ReToMe-VA: Recursive Token Merging for Video Diffusion-based Unrestricted Adversarial Attack

Published: 20 Jul 2024, Last Modified: 21 Jul 2024MM2024 PosterEveryoneRevisionsBibTeXCC BY 4.0
Abstract: Recent diffusion-based unrestricted attacks generate imperceptible adversarial examples with high transferability compared to previous unrestricted attacks and restricted attacks. However, existing works on diffusion-based unrestricted attacks are mostly focused on images yet are seldom explored in videos. In this paper, we propose the Recursive Token Merging for Video Diffusion-based Unrestricted Adversarial Attack (ReToMe-VA), which is the first framework to generate imperceptible adversarial video clips with higher transferability. Specifically, to achieve spatial imperceptibility, ReToMe-VA adopts a Timestep-wise Adversarial Latent Optimization (TALO) strategy that optimizes perturbations in diffusion models' latent space at each denoising step. TALO offers iterative and accurate updates to generate more powerful adversarial frames. TALO can further reduce memory consumption in gradient computation. Moreover, to achieve temporal imperceptibility, ReToMe-VA introduces a Recursive Token Merging (ReToMe) mechanism by matching and merging tokens across video frames in the self-attention module, resulting in temporally consistent adversarial videos. ReToMe concurrently facilitates inter-frame interactions into the attack process, inducing more diverse and robust gradients, thus leading to better adversarial transferability. Extensive experiments demonstrate the efficacy of ReToMe-VA, particularly in surpassing state-of-the-art attacks in adversarial transferability by more than 14.16\% on average.

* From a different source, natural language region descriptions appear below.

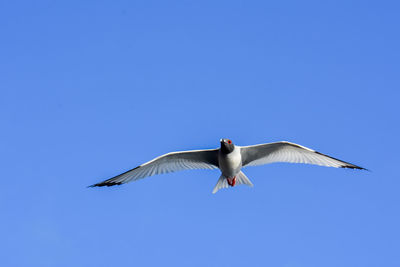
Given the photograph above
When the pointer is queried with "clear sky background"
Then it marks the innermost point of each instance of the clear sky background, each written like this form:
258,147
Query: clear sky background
90,89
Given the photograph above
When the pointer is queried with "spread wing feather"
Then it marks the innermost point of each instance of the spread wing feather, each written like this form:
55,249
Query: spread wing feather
289,152
170,162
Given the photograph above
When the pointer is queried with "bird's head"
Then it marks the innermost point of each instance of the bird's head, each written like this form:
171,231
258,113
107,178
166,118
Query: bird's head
227,145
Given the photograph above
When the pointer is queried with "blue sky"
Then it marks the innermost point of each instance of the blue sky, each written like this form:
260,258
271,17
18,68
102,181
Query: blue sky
90,89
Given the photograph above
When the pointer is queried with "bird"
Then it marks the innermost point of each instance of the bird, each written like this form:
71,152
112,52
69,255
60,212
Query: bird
229,159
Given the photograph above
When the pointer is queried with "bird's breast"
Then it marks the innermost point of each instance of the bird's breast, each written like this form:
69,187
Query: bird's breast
231,163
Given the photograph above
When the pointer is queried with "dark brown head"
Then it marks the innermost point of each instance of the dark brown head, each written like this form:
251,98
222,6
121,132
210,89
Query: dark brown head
227,146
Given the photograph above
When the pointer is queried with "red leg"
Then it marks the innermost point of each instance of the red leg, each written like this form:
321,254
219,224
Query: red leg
231,181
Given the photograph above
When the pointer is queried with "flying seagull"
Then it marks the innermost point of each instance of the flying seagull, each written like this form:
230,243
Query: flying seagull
230,159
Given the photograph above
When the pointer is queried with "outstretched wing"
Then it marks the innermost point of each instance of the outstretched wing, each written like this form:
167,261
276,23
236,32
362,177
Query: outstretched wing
289,152
170,162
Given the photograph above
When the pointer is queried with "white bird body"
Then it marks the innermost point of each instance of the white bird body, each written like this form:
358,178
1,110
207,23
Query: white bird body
230,159
230,164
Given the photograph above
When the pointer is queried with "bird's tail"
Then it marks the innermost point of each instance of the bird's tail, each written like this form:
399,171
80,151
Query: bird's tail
241,178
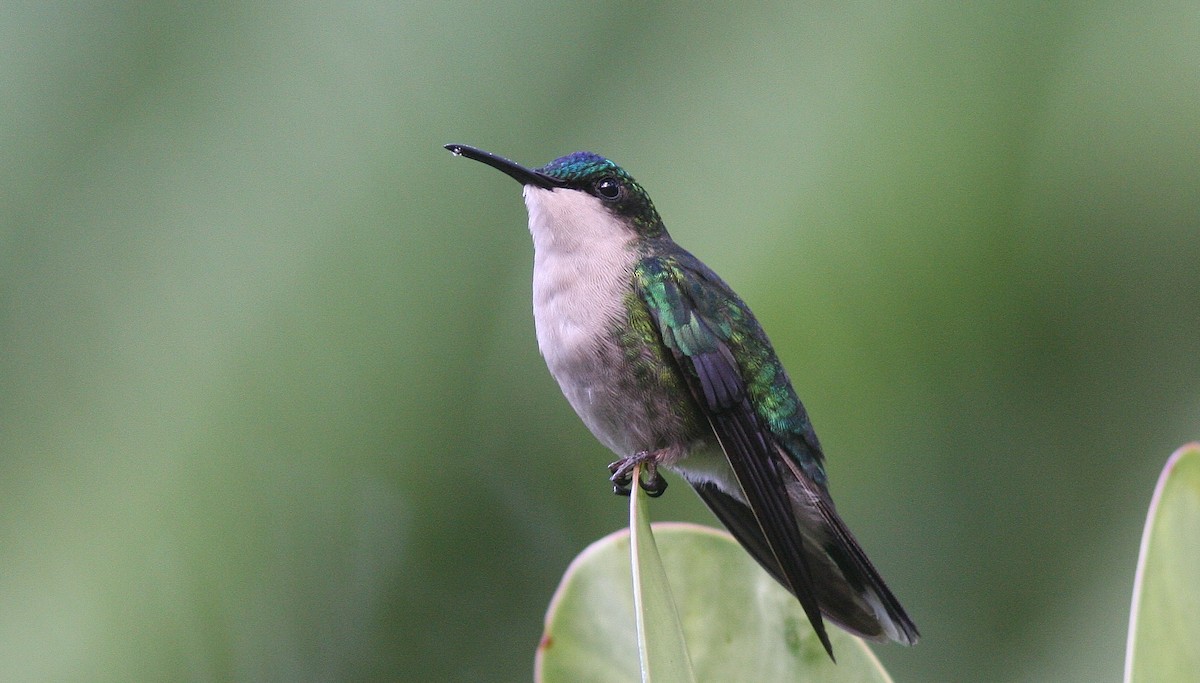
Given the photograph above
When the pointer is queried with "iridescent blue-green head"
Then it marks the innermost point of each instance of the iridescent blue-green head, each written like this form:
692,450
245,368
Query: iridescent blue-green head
579,193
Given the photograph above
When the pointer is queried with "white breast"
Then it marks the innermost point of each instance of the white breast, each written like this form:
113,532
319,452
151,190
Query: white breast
583,261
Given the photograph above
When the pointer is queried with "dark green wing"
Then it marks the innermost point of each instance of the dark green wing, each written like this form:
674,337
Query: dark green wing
707,328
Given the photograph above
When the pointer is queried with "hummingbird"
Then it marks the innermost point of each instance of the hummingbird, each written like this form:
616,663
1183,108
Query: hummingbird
669,367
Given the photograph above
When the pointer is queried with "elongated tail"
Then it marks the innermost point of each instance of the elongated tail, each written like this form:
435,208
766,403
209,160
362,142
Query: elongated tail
850,591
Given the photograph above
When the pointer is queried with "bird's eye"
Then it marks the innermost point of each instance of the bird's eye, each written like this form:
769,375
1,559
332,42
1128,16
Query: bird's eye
609,189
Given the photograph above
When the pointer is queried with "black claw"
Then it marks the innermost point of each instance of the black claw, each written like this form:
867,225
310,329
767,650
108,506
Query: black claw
654,485
623,475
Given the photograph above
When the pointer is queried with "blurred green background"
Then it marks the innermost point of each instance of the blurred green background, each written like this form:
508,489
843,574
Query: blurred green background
271,402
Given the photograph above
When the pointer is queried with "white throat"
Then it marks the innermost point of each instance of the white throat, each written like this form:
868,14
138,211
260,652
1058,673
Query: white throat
582,271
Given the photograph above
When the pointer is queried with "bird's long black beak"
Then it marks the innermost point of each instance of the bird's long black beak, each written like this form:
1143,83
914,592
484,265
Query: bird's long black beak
521,174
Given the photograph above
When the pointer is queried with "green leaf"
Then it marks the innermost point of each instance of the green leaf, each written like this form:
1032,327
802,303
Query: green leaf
1164,622
739,623
660,639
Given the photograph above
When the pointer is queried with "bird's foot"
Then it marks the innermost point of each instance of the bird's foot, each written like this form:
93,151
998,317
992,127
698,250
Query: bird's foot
623,474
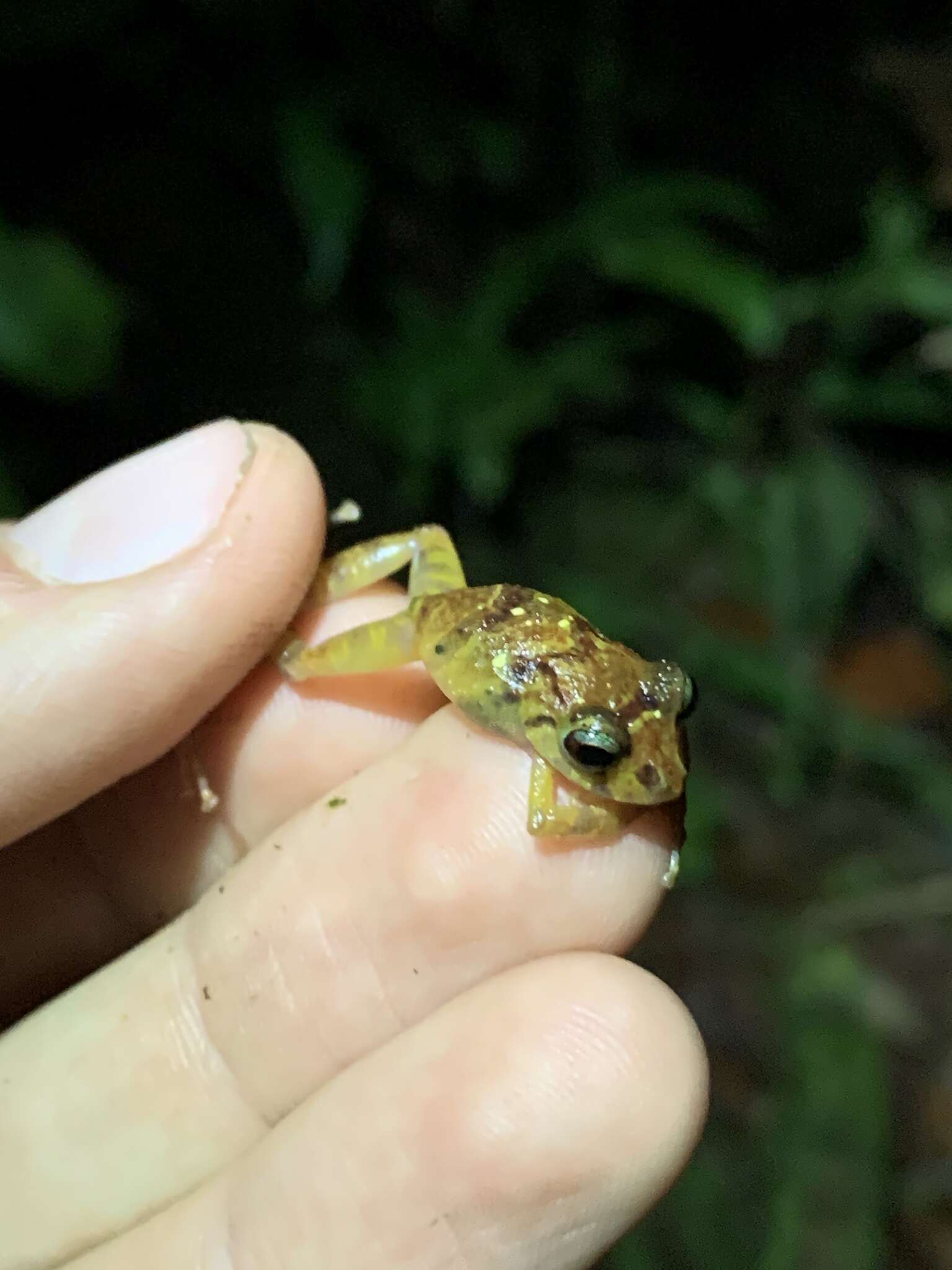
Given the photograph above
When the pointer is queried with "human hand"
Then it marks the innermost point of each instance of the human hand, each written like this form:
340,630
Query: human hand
380,1029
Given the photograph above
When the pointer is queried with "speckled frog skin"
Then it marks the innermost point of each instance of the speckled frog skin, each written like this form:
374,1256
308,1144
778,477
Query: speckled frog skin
524,666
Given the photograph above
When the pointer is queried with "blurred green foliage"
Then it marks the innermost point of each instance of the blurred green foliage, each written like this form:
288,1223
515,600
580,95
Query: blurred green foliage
651,323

Primary Subject Area: [Content] Vision and Language
Secondary Subject Area: [Experience] Multimedia Applications, [Generation] Generative Multimedia, [Generation] Social Aspects of Generative AI
Relevance To Conference: This work contributes to the field of multimedia/multimodal processing: Text-to-image diffusion models allow multimedia systems to generate content with unparalleled realism and diversity. However inappropriate applications of diffusion models can cause security threats. To avoid potential risks and further research the unsafe applications of diffusion models, this paper investigates the employment of text-to-image diffusion models to carry out video diffusion-based unrestricted attacks aimed at misleading DNNs deployed in safety-critical scenarios. Specifically, we propose ReToMe-VA, which is the first framework to generate imperceptible adversarial video clips with higher transferability. Specifically, we pose the challenges of the direct application of diffusion-based image adversarial attacks onto video attacks and propose a Time-wise Adversarial Latent Optimization (TALO) strategy. We extend the token merging mechanism which is previously leveraged in image diffusion models to the video attack process to achieve temporal imperceptibility and boost transferability. Through extensive experiments against video CNNs and ViTs, ReToMe-VA demonstrates superior performance in generating imperceptible video adversarial examples with enhanced transferability and thus reveals the insecurity of diffusion model application. The paper calls for the entire community to focus on the compliant use of text-driven diffusion models.